College of Computer Engineering, Shangqiu Polytechnic, Shangqiu, China.
School of Civil and Architectural Engineering, Shandong University of Technology, Zibo, China.
PLoS One. 2024 Jan 5;19(1):e0292345. doi: 10.1371/journal.pone.0292345. eCollection 2024.
In the process of Canny edge detection, a large number of high complexity calculations such as Gaussian filtering, gradient calculation, non-maximum suppression, and double threshold judgment need to be performed on the image, which takes up a lot of operation time, which is a great challenge to the real-time requirements of the algorithm.
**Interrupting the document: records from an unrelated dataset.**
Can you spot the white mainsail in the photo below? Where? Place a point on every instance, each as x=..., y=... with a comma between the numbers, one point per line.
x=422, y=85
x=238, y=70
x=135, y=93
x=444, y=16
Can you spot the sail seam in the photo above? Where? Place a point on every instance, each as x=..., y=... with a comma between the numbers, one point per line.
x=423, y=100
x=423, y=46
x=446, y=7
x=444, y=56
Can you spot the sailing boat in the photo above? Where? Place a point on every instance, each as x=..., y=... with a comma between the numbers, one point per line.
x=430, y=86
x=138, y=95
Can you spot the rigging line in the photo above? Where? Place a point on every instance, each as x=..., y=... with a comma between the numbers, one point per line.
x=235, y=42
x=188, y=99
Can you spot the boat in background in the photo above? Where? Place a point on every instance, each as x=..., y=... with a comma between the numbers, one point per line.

The traditional Canny edge detection technology mainly uses customized equipment such as DSP and FPGA, but it has some problems, such as long development cycle, difficult debugging, resource consumption, and so on. At the same time, the adopted CUDA platform has the problem of poor cross-platform. In order to solve this problem, a fine-grained parallel Canny edge detection method is proposed, which is optimized from three aspects: task partition, vector memory access, and NDRange optimization, and CPU-GPU collaborative parallelism is realized. At the same time, the parallel Canny edge detection methods based on multi-core CPU and CUDA architecture are designed. The experimental results show that OpenCL accelerated Canny edge detection algorithm (OCL_Canny) achieves 20.68 times acceleration ratio compared with CPU serial algorithm at 7452 × 8024 image resolution. At the image resolution of 3500 × 3500, the OCL_Canny algorithm achieves 3.96 times the acceleration ratio compared with the CPU multi-threaded Canny parallel algorithm. At 1024 × 1024 image resolution, the OCL_Canny algorithm achieves 1.21 times the acceleration ratio compared with the CUDA-based Canny parallel algorithm. The effectiveness and performance portability of the proposed Canny edge detection parallel algorithm are verified, and it provides a reference for the research of fast calculation of image big data.
在 Canny 边缘检测过程中,需要对图像进行大量的高复杂度计算,如高斯滤波、梯度计算、非极大值抑制和双阈值判断,这占用了大量的运算时间,对算法的实时性要求构成了巨大挑战。传统的 Canny 边缘检测技术主要采用 DSP 和 FPGA 等定制设备,但存在开发周期长、调试困难、资源消耗等问题。同时,采用的 CUDA 平台存在跨平台性差的问题。为了解决这个问题,提出了一种细粒度并行 Canny 边缘检测方法,从任务划分、向量内存访问和 NDRange 优化三个方面进行优化,实现了 CPU-GPU 协同并行。同时,设计了基于多核 CPU 和 CUDA 架构的并行 Canny 边缘检测方法。实验结果表明,在 7452×8024 图像分辨率下,与 CPU 串行算法相比,OpenCL 加速 Canny 边缘检测算法(OCL_Canny)的加速比达到 20.68 倍。在 3500×3500 的图像分辨率下,OCL_Canny 算法与 CPU 多线程 Canny 并行算法相比,加速比达到 3.96 倍。在 1024×1024 图像分辨率下,OCL_Canny 算法与基于 CUDA 的 Canny 并行算法相比,加速比达到 1.21 倍。验证了所提出的 Canny 边缘检测并行算法的有效性和性能可移植性,为图像大数据的快速计算研究提供了参考。